BRASÍLIA - Após uma manobra para tentar blindar integrantes da Mesa Diretora da Câmara, a Comissão de Constituição e Justiça (CCJ) adiou a votação de um projeto que afasta provisoriamente membros da cúpula da Casa processados por quebra de decoro no Conselho de Ética. O adiamento foi possível por causa de um requerimento de audiência pública apresentado pelo deputado Pauderney Avelino (DEM-AM) e aprovado pela comissão. Enquanto a audiência não acontecer, o projeto não será apreciado.
Pauderney, ex-líder da bancada do DEM na Câmara, pediu que fossem ouvidos os ministros Luís Roberto Barroso, do Supremo Tribunal Federal, e Mauro Campbell, do Superior Tribunal de Justiça (STJ), além do jurista Manoel Gonçalves Filho. O requerimento foi aprovado por 25 votos a favor e 13 contrários. O presidente da CCJ, Rodrigo Pacheco (PMDB-MG), disse que marcará a audiência "oportunamente". "Criaram uma nova forma de obstrução. O presidente retirou de ofício o projeto e não marca data da audiência", reclamou o relator Chico Alencar (PSOL-RJ).
O projeto, de autoria do deputado Betinho Gomes (PSDB-PE), prevê o afastamento por até 90 dias do membro da Mesa Diretora que responder a processo disciplinar pelo Conselho de Ética. O prazo é o mesmo adotado no andamento dos processos por quebra de decoro, que podem resultar em pedido de cassação. Ele foi apresentado em 2015, durante o processo disciplinar contra o deputado cassado Eduardo Cunha (PMDB-RJ), então presidente da Casa.
Cunha continuou na presidência da Câmara e foi acusado de interferir no andamento dos trabalhos do Conselho de Ética. A perda do mandato foi aprovada quase um ano depois da formalização da representação. "Essa é uma medida saneadora, que protege os membros da Mesa Diretora para que não sejam acusados de interferir no processo", disse Betinho.

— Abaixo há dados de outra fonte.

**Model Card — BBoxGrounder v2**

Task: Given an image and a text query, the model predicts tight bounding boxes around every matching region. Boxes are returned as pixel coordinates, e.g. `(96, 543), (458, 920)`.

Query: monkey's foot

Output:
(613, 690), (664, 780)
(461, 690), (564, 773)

Do mesmo partido de Pauderney, o atual presidente da Câmara, Rodrigo Maia (DEM-RJ), é citado em delações premiadas no âmbito das investigações da Operação Lava Jato, mas não responde a processo no Conselho de Ética. Maia nega irregularidades. Pauderney justificou seu requerimento dizendo que a audiência pode "dar mais clareza" para o relator melhorar a proposta.
A manobra foi interpretada como uma tentativa de blindagem aos possíveis alvos no futuro de processo disciplinar. "Na iminência de aceitação de inquéritos contra dezenas de deputados, incluindo membros da Mesa, é óbvio que ficar falando que é trauma com o Cunha é, na verdade, esconder a preocupação em relação a um futuro próximo", disse o relator da proposta.
Alencar alegou que Barroso não tinha nada em especial a dizer ao Parlamento sobre o tema. "Esse pedido de audiência significará a protelação da apreciação da matéria", protestou. Os principais deputados da bancada do DEM acompanharam a aprovação do requerimento na comissão e, após a votação, deixaram a sessão.
Caso o projeto de resolução seja aprovado, qualquer representação admitida pelo Conselho de Ética, independentemente se for fruto das investigações da Lava Jato ou por qualquer outro motivo, o membro da Mesa terá de ser afastado cautelarmente.